Skip to content

LDAP & Identity Management Footguns

  1. Binding to LDAP over plaintext (ldap:// without STARTTLS). Credentials are sent in the clear. Anyone with a packet sniffer on the network can capture bind DN passwords and user passwords during authentication. This includes SSSD service account credentials. Fix: Always use ldaps:// (port 636) or ldap:// with ldap_id_use_start_tls = true in sssd.conf. Verify with tcpdump -i any port 389 -A — if you see readable text, it is not encrypted.

    War story: A 2024 USENIX study found 526 internet-facing LDAP servers leaking passwords in plaintext, including admin accounts. STARTTLS is also vulnerable to downgrade attacks — an active attacker can strip the STARTTLS upgrade and keep the connection plaintext. Prefer ldaps:// (implicit TLS) over STARTTLS when possible.

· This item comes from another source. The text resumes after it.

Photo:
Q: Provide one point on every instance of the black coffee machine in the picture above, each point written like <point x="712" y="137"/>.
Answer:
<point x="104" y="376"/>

  2. Getting PAM module order wrong. You put pam_unix.so with sufficient before pam_sss.so. Local accounts work, but SSSD users cannot log in because PAM stops processing after the first sufficient module succeeds (or skips to the next required on failure). Order is everything. Fix: Understand the PAM control flags (required, sufficient, requisite, optional). Use authselect on RHEL 8+ to manage PAM configs instead of hand-editing. Test with pamtester before deploying changes.

  3. Forgetting to clear SSSD cache after LDAP changes. You add a user to a group in LDAP but the Linux server does not see it for hours because SSSD caches identity data. You (or the user) conclude the change did not work. Fix: Run sss_cache -u username to invalidate a specific user, or sss_cache -E to flush everything. Set reasonable cache timeouts in sssd.conf (entry_cache_timeout = 300). Document cache behavior for your team.

  4. Setting enumerate = true on large directories. SSSD tries to enumerate (list) every user and group in the directory. On Active Directory with 50,000+ accounts, this causes massive load on the LDAP server, slow logins, and high memory usage on the client. Fix: Set enumerate = false (the default) for any directory with more than a few hundred entries. Users and groups are resolved on demand, not pre-loaded.

  5. Over-permissive LDAP ACLs. The LDAP bind account used by SSSD has write access to the directory, or anonymous binds can read password hashes. An attacker who compromises any SSSD client now has keys to the kingdom. Fix: SSSD needs only read access to the user and group subtrees. Create a dedicated bind DN with minimal permissions. Disable anonymous binds. Audit LDAP ACLs annually.

  6. Not configuring pam_mkhomedir for LDAP users. A user authenticates successfully via SSSD/LDAP but lands in / because their home directory does not exist. They cannot write dotfiles, SSH keys fail, and their shell prompt is broken. Fix: Add session required pam_mkhomedir.so skel=/etc/skel/ umask=077 to the PAM session stack. On RHEL, enable oddjobd-mkhomedir via authselect enable-feature with-mkhomedir.

  7. Ignoring Kerberos clock skew. Kerberos authentication fails with cryptic errors because the client and server clocks are more than 5 minutes apart. This is the default tolerance and it is strict. Fix: Configure NTP/chrony on every machine. Verify time sync before troubleshooting Kerberos: timedatectl and chronyc tracking. If joining AD, the domain controller often serves NTP.

    Debug clue: Kerberos errors like Clock skew too great or kinit: KDC reply did not match expectations almost always mean time drift. Run date on both client and KDC and compare. The default tolerance is exactly 300 seconds (5 minutes).

  8. Leaving sssd.conf world-readable. SSSD configuration contains the LDAP bind password in plaintext. If the file permissions are not 0600, any local user can read the service account credentials. Fix: chmod 0600 /etc/sssd/sssd.conf and verify ownership is root:root. SSSD will refuse to start if permissions are wrong — this is intentional and correct behavior.

    Debug clue: If SSSD refuses to start with sssd.conf has an invalid permission in the journal, check both permissions AND ownership: stat -c '%a %U:%G' /etc/sssd/sssd.conf. Must be 0600 root:root. Ansible's copy module can silently change ownership if become_user is wrong.

  9. Testing LDAP changes in production instead of staging. You modify a PAM config or SSSD setting on a production server and lock out all LDAP users. Since you are also an LDAP user, you just locked yourself out. Fix: Always keep a local root or admin account that does not depend on LDAP (passwd in /etc/passwd). Test PAM and SSSD changes on a non-production server first. Keep an active root session open when making auth changes.

    Gotcha: Before touching PAM or SSSD config, open a second root shell and keep it alive. If you lock yourself out, that shell is your only way back in without console/BMC access. Test with pamtester in the second shell before closing your safety net.

  10. Hardcoding LDAP server IPs instead of using DNS SRV records. When an LDAP server is decommissioned or its IP changes, every client config must be manually updated. If you miss one, that server loses authentication. Fix: Use DNS SRV records for service discovery (_ldap._tcp.example.com). In sssd.conf, use dns_discovery_domain instead of ldap_uri with hardcoded IPs. This way, LDAP server changes are a DNS update, not a config change on every client.